Bell Elementary School’s weekly all-school assembly was more spirited than usual on Friday.
In addition to routine announcements and recognitions, students celebrated the opening ceremonies of the Olympics.
Teachers at the school all decided that they wanted to do something to recognize and incorporate the Sochi 2014 Winter Olympics, said physical education teacher Molly Checksfield.
“The Olympics only happen every four years,” Checksfield said. “I think it’s important that kids see that people put aside political and religious differences for this. It helps seeing that everybody has differences and to be able to accept that is important in every day life.”
For the assembly, each class was assigned a different country.
Checksfield said she tried to pick smaller countries that students may not have been as familiar with, such as Slovakia and Austria.
“We want them to be aware of different countries,” Checksfield said. “That’s why I tried to pick random countries, so they see different ones instead of the main ones.”
Leading up to the assembly, students researched their assigned countries in class.
Brayden Brandvold, 11, and his sixth-grade class represented Greece. They spent the week researching Greece, from what the country’s flag looks like to what the local cuisine is like.
“We made a big poster with Greece’s flag and interesting facts,” Brayden said.
Dylann Ehegartner’s fourth-grade class represented Slovakia.
Dylann, 10, and her classmates spent the week studying the country to find out how to best decorate their poster. So far, they’ve found out that the Slovakian Olympians are good at bobsledding.
During the assembly, students wore colors representing their countries. Each class sent a representative to the front of the gym with a poster of their country’s flag.
Students also recited the Bell Elementary Olympic oath. In it, they pledged to respect their peers, teachers and rules of the games in order to create fun memories.

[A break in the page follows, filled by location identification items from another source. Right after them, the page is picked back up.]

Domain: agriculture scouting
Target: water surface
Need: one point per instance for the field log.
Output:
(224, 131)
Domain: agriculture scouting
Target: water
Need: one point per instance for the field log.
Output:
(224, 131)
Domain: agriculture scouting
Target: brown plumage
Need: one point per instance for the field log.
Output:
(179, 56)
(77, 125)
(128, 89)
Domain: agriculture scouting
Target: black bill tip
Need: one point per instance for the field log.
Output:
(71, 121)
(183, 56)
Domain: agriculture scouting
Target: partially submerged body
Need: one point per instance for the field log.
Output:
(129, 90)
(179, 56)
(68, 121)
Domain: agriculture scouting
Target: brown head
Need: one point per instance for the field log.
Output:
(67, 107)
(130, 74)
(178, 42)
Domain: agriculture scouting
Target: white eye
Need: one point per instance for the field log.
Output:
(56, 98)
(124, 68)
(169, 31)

Teacher Melissa McCain introduced a new Olympic sport at the school — reading.
McCain challenged students to track the time they spend in school reading. Individual students will be recognized at the end of the week in true Olympics fashion — on a podium, with medals going to the top three finishers.
“Reading for the Olympics is going to be trickier because the whole school is participating,” Dylann said. “It’s not just one person.”
In addition to an individual reading challenge, there will also be a class challenge. The class with the most minutes of reading time will win a pizza party. One class will win for kindergarten through second grade and one class will win from third through sixth grades.
“I think it’s going to be fun,” Brayden said. “I’m going to try to win because I love to read. I think it’s cool to involve reading, because normally it’s just athletes.”
In addition to studying the countries in class and hosting opening ceremonies, students are also participating in mini-Olympic Games during their physical education classes.
The games include scooter hockey, luge and human curling.
In their gym classes, students are split into small groups, each representing a different country. Just like in the real Olympic Games, teams are competing to see who can win the most medals.
Classes will follow their countries through the end of the games on Feb. 23.
Megan Rannells, 7, and her second-grade class represented Poland. While Megan enjoyed the school’s opening ceremonies, she’s looking forward to watching the real games, especially snowboarding.
Brayden is also looking forward to watching snowboarding, particularly the half-pipe.
Dylann’s favorite event to watch is bobsledding.
“It’s cool,” she said. “I like that it’s really fast-paced.”